A recent employment tribunal decision has clarified the circumstances in which the “Swedish derogation” found in the Agency Workers Regulations (AWR) can be used.
The Swedish derogation, also known as the “pay between assignments model”, derives its name from the Swedish government’s insistence that it be included in the Temporary Workers Directive upon which the AWR are based.
The Swedish derogation allows an employer to be exempt from the principle of equal treatment under which agency workers would normally be entitled to the same pay and conditions as directly-employed staff after 12 weeks of employment. To do so, the agency must enter into a permanent contract with the agency worker which guarantees them a minimum amount of pay (broadly half pay or the national minimum wage, whichever is the greater) for at least four weeks between assignments.
In this case, BP had an on-going relationship with an agency to provide tanker drivers. After the AWR came into force, BP insisted that the agency switch to Swedish derogation contracts to avoid unions demanding a pay rise for directly-employed staff. The tanker drivers signed the new agreements but later raised a tribunal claim, alleging that they were invalid.
The basis of their claim rested on the fact that Regulation 10(1)(a) of the AWR 2010 states that workers must agree to give up their right to parity of treatment before "the beginning of the first assignment under that contract". In other words, the workers need to know what they are giving up before they sign the contract and start the assignment.

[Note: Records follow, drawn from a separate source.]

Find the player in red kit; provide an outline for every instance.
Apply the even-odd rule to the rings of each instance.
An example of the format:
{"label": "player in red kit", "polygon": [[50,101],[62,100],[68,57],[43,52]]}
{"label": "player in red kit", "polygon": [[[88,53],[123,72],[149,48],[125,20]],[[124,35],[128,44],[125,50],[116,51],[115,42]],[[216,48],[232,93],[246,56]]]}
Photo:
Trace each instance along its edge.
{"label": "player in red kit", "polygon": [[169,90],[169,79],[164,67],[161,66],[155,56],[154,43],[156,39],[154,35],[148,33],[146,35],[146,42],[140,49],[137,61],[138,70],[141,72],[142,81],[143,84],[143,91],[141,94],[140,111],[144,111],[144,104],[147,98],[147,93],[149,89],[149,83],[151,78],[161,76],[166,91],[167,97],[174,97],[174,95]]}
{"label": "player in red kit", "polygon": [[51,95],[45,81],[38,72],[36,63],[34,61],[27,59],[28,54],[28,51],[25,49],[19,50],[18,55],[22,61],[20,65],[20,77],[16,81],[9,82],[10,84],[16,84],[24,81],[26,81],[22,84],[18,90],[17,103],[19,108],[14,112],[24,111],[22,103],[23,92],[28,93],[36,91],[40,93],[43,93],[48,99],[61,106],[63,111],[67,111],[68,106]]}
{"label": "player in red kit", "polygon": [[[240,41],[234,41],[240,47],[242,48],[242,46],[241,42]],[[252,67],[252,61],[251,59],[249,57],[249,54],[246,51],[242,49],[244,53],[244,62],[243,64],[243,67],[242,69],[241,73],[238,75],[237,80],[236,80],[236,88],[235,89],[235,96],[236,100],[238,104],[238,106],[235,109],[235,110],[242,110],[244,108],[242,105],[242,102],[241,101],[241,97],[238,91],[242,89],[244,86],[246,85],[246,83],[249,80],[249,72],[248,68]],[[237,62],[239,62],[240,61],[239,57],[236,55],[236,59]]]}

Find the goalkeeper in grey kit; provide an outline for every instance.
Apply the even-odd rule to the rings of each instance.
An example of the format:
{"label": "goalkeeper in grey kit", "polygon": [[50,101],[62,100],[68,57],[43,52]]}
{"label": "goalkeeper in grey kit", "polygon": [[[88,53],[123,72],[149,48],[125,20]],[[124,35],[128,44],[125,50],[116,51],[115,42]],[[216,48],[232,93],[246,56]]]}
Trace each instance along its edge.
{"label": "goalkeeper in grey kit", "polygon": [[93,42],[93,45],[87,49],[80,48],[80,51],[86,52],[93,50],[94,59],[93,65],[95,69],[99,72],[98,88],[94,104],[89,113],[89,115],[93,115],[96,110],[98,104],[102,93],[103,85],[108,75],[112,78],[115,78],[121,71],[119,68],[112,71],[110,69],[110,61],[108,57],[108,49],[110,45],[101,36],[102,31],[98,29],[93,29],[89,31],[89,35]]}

Here, the drivers had a longstanding on-going relationship with BP and there had not been any gap between assignments when they began working on the Swedish derogation contract. However, the tribunal held that, although the drivers had been working with BP for years, they had been assigned on separate assignments. Further, they had signed the new contracts before the beginning of the first assignment under the Swedish derogation system and therefore the contracts were valid.
Given the relative infancy of the AWR, this particular provision has had little judicial examination. However, the emerging case law demonstrates that the Swedish derogation model is valid, provided that agencies and hirers strictly adhere to the rules of Regulation 10. If your organisation is an agency or hirer and you have any doubt about the steps you need to take to invoke the Swedish derogation exception, contact your legal manager to take advice.